Teams of 10–12 students will travel to different sites in California and Colorado, where they will spend a week learning about solar array design, installing rooftop residential systems, and meeting with solar industry employers. Most participating students have taken solar or sustainability courses and tentatively expect to join the clean energy industry upon graduation.
Now in its third year, Solar Spring Break has grown from 6 schools and teams in 2014 to 10 schools and 11 teams in 2016. Participating schools include:
- Arizona State University — installing in San Diego
- Beloit College — installing in Denver
- Claremont McKenna College — installing in Atascadero, CA
- University of North Carolina–Chapel Hill — installing in Los Angeles
- Duke University — installing in Riverside, CA
- University of Michigan (third year in program, two teams) — installing in San Diego
- Northeastern University — installing in Sacramento
- University of Nevada–Reno — installing in Chico, CA
- North Carolina Central University — installing in Sacramento
- University of California–Berkeley — installing in Oakland
Now in its third year, the alternative break program provides students with an opportunity to lear first-hand about energy and environmental issues facing low-income communities.

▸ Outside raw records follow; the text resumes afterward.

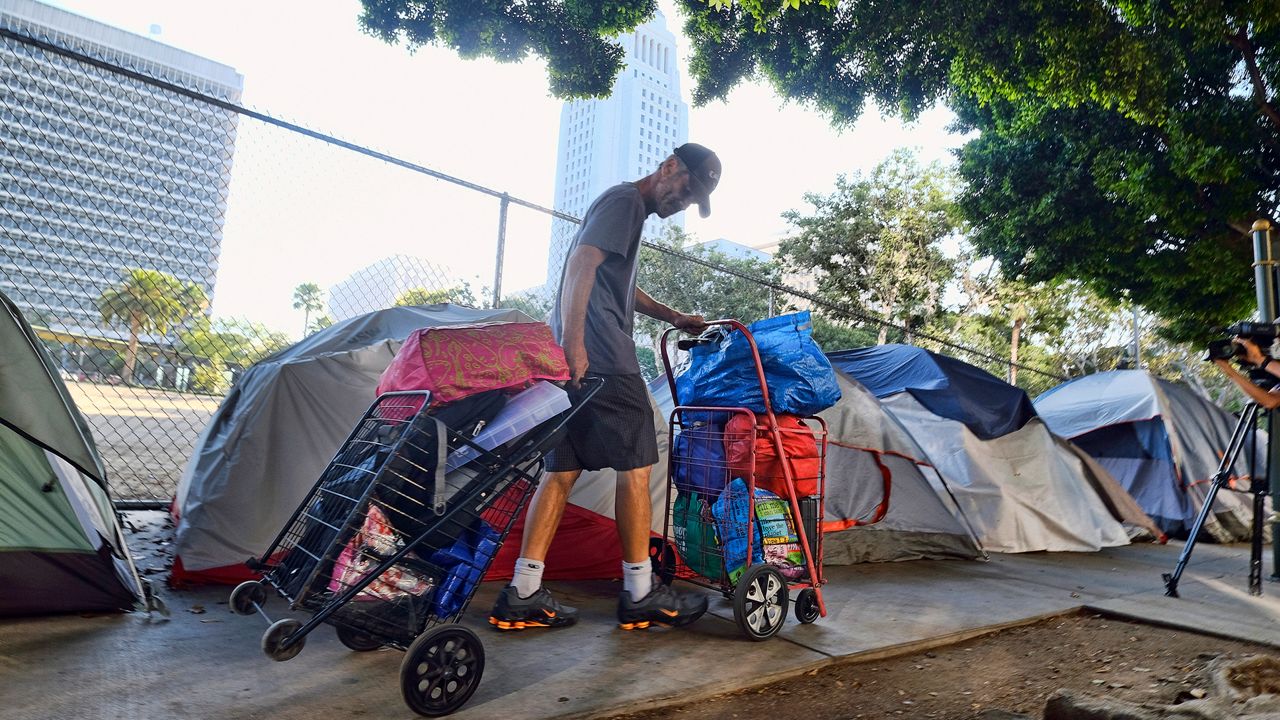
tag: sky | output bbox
[45,0,961,333]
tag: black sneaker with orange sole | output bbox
[489,585,577,630]
[618,578,707,630]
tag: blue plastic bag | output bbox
[671,413,728,498]
[431,519,498,618]
[676,310,840,415]
[712,478,764,583]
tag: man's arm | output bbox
[1213,359,1280,410]
[636,286,707,334]
[561,245,605,384]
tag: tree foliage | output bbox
[682,0,1280,338]
[636,225,786,370]
[293,283,324,336]
[396,281,479,307]
[360,0,658,99]
[778,150,960,342]
[373,0,1280,338]
[175,316,292,373]
[97,268,209,383]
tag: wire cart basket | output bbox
[230,378,603,717]
[650,320,827,641]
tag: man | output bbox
[489,142,721,630]
[1213,337,1280,410]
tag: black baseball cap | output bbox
[675,142,722,218]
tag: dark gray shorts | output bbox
[547,374,658,473]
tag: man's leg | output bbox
[489,470,582,630]
[520,470,583,562]
[613,465,653,564]
[613,466,707,630]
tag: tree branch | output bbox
[1226,27,1280,129]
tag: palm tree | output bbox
[97,268,209,383]
[293,283,324,337]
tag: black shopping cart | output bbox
[230,379,603,716]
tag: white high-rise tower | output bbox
[547,10,689,283]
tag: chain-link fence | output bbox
[0,22,1059,501]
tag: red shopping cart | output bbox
[650,320,827,641]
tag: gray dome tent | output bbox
[1036,370,1266,542]
[172,304,531,583]
[0,288,145,615]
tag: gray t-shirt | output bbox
[550,182,648,375]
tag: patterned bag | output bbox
[329,505,435,601]
[378,323,568,406]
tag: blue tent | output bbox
[827,345,1160,552]
[827,345,1036,439]
[1036,370,1266,542]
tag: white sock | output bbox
[622,560,653,602]
[511,557,547,597]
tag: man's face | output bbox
[655,158,698,218]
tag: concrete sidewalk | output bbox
[0,512,1280,720]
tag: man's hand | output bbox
[564,342,588,388]
[671,313,707,334]
[1233,336,1267,368]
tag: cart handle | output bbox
[659,318,777,417]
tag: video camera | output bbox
[1204,320,1280,360]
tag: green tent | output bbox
[0,288,145,615]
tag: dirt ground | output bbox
[614,614,1274,720]
[67,382,221,501]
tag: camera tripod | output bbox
[1161,401,1272,597]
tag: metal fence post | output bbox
[493,192,511,307]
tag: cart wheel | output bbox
[401,624,484,717]
[649,538,676,585]
[262,618,307,662]
[796,588,822,625]
[333,625,383,652]
[230,580,266,615]
[733,565,787,641]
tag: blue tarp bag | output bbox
[676,310,840,415]
[671,411,728,498]
[712,478,764,583]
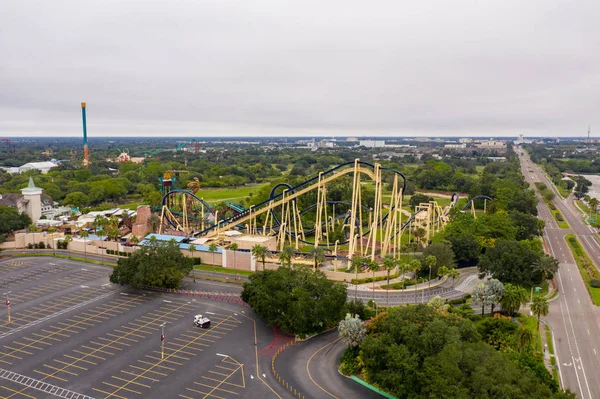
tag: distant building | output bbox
[475,140,506,150]
[0,161,59,174]
[358,140,385,148]
[0,177,54,222]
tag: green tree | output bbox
[27,224,37,249]
[48,227,56,256]
[79,230,89,262]
[533,255,558,283]
[208,242,219,265]
[229,242,239,270]
[110,240,194,289]
[448,268,460,288]
[531,295,549,350]
[64,234,73,258]
[96,229,106,260]
[338,313,367,348]
[241,266,347,337]
[279,245,294,267]
[188,244,196,258]
[310,246,325,270]
[250,244,267,271]
[500,283,527,316]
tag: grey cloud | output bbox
[0,0,600,136]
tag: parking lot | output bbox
[0,257,275,399]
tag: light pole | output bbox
[4,291,12,324]
[160,322,167,359]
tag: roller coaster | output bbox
[160,159,491,258]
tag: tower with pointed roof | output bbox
[21,177,42,222]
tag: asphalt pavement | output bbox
[520,151,600,399]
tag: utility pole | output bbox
[4,291,12,324]
[160,322,167,359]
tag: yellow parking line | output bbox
[63,354,98,366]
[33,370,69,382]
[92,388,127,399]
[112,375,150,388]
[129,364,168,378]
[194,382,239,395]
[102,381,142,398]
[2,385,35,399]
[121,370,158,382]
[54,359,88,371]
[44,364,79,377]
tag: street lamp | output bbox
[160,322,167,359]
[4,291,12,324]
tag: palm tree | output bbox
[188,244,196,258]
[279,245,294,268]
[531,296,549,352]
[79,230,90,262]
[229,242,239,270]
[517,327,533,350]
[65,234,73,258]
[588,198,598,219]
[367,260,379,302]
[500,283,528,316]
[96,229,106,260]
[251,244,267,271]
[533,255,558,282]
[384,255,398,306]
[310,247,325,270]
[27,224,37,249]
[208,242,218,265]
[448,268,460,288]
[425,255,437,288]
[48,227,56,256]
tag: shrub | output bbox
[554,212,565,222]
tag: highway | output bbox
[520,154,600,399]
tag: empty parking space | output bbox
[0,258,276,399]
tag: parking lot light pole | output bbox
[160,322,167,359]
[4,291,12,324]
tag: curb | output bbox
[140,286,250,308]
[271,338,305,399]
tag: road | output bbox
[520,154,600,399]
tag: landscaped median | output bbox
[535,182,569,229]
[565,234,600,306]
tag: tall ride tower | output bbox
[81,103,90,168]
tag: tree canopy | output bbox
[344,305,575,398]
[242,266,347,336]
[110,239,194,288]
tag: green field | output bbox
[565,234,600,306]
[196,183,271,204]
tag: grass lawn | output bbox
[196,183,271,204]
[194,265,253,276]
[565,234,600,306]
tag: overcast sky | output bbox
[0,0,600,137]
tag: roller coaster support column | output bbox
[81,103,89,168]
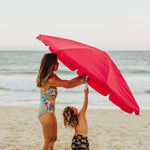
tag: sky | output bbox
[0,0,150,50]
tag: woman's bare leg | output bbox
[40,113,57,150]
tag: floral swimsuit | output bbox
[38,86,57,117]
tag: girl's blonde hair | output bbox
[63,107,78,128]
[36,53,57,87]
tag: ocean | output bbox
[0,50,150,109]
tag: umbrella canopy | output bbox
[37,35,140,115]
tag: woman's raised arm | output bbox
[48,74,86,88]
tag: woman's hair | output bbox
[36,53,57,87]
[63,107,78,128]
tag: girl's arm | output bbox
[80,88,89,114]
[48,74,86,88]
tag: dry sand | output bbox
[0,107,150,150]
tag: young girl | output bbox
[63,88,89,150]
[36,53,86,150]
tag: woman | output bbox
[36,53,86,150]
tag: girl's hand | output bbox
[80,74,89,84]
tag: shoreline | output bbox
[0,106,150,150]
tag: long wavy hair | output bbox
[63,107,78,128]
[36,53,57,87]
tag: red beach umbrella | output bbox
[37,35,140,115]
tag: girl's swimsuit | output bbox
[38,86,57,117]
[71,134,89,150]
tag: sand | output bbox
[0,107,150,150]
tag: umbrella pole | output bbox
[85,82,88,90]
[85,76,89,90]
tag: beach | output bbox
[0,107,150,150]
[0,51,150,150]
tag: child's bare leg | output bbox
[40,113,57,150]
[50,142,54,150]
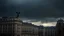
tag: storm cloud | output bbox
[0,0,64,18]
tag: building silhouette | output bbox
[0,17,22,36]
[56,19,64,36]
[43,26,56,36]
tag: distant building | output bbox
[21,22,38,36]
[56,19,64,36]
[0,17,22,36]
[43,26,56,36]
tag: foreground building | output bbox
[0,17,22,36]
[56,19,64,36]
[21,22,38,36]
[43,26,56,36]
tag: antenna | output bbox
[16,12,20,18]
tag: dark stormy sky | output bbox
[0,0,64,26]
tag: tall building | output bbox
[56,19,64,36]
[0,17,22,36]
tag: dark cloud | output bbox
[0,0,64,18]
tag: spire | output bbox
[16,12,20,18]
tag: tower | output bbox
[16,12,20,18]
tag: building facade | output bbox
[43,26,56,36]
[21,22,38,36]
[56,19,64,36]
[0,17,22,36]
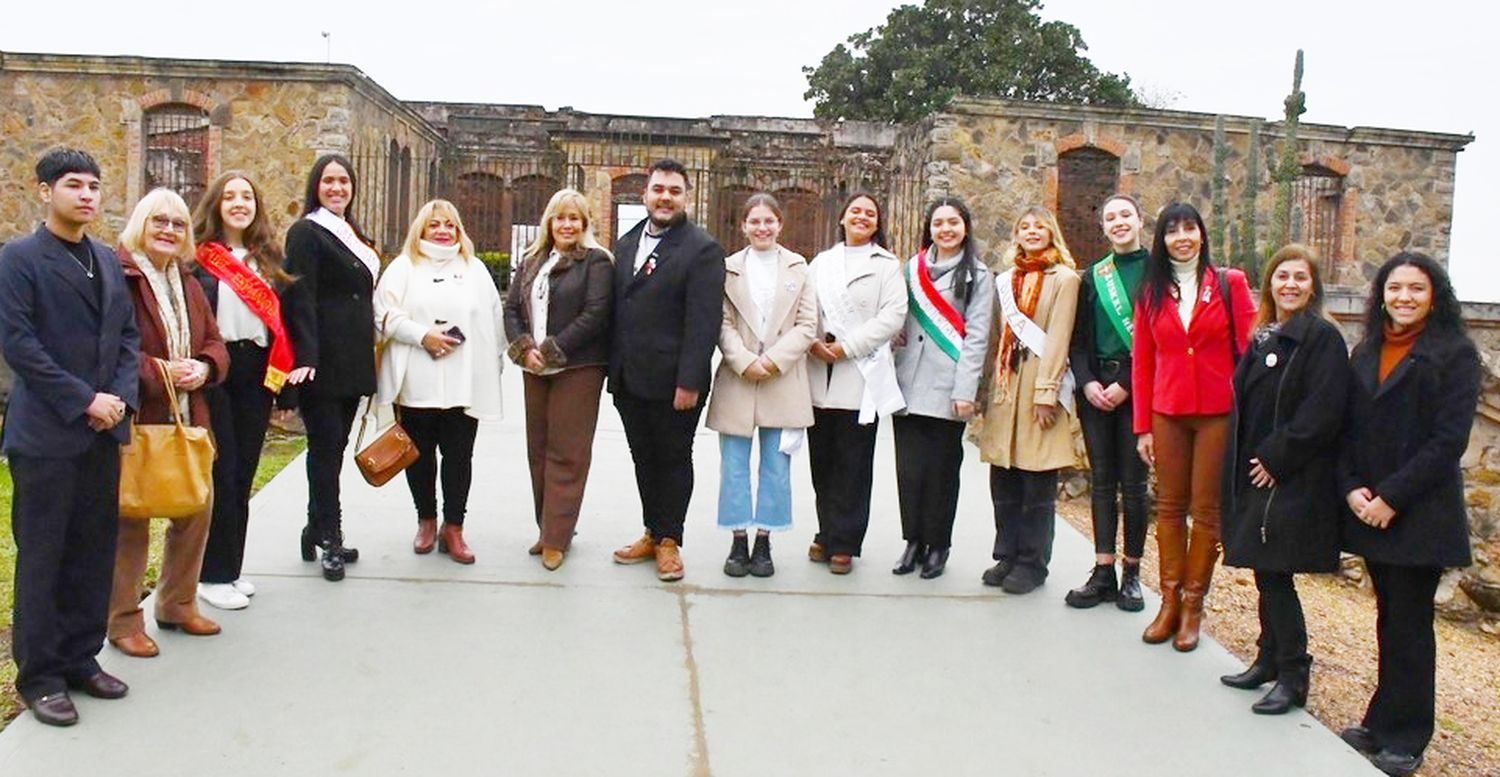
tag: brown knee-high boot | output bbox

“Solar Spring Break gives college students who are passionate about renewable energy the chance to turn passion into action doing projects that have a tangible impact on families’ lives,” said Erica Mackie, CEO and co-founder of GRID Alternatives.
Teams of 10–12 students from each school will travel to different project sites around the country and spend the week on a combination of solar installations, renewable energy industry tours, and neighborhood outreach. Two teams of students from the University of Michigan, returning for its third year in the program, will kick off the season from February 29 through March 4 installing solar for three tribal families on the La Jolla Indian Reservation near San Diego and learning about tribal culture.
“The GRID staff taught us more in two days than we had learned in months at school,” said Abhishek Rao, a graduate student at Arizona State University who participated in 2015. “We put into practice all we had studied from textbooks about residential solar systems, from surveying the site, to using tools to determine shading, designing the system, and actually installing it with our own hands. Solar Spring Break definitely added a much-needed real-world perspective to my experience studying solar energy engineering at school.”
The team from North Carolina Central University, a historically black university, will install solar on the home of a Sacramento family from March 14 through March 18 in what will be the first trip outside of North Carolina for many of the students. It is one of three North Carolina schools participating this year.
“North Carolina Central prides itself on requiring undergraduate students to provide service to the community as a pre-requisite for graduation,” said Chris McGinn, Assistant Professor at North Carolina Central University.
Other highlights include an all-woman engineering team from the University of Nevada–Reno headed to Chico, California, March 21–25.
Oakland-based GRID Alternatives is America’s largest non-profit solar installer providing clean energy technology and job training to low-income families and underserved communities. The organization reports installing over 6,500 rooftop solar systems with a combined installed capacity of 22 megawatts, saving $170 million in lifetime electricity costs, preventing nearly 500,000 tons of greenhouse gas emissions, and providing more than 25,000 people with solar training.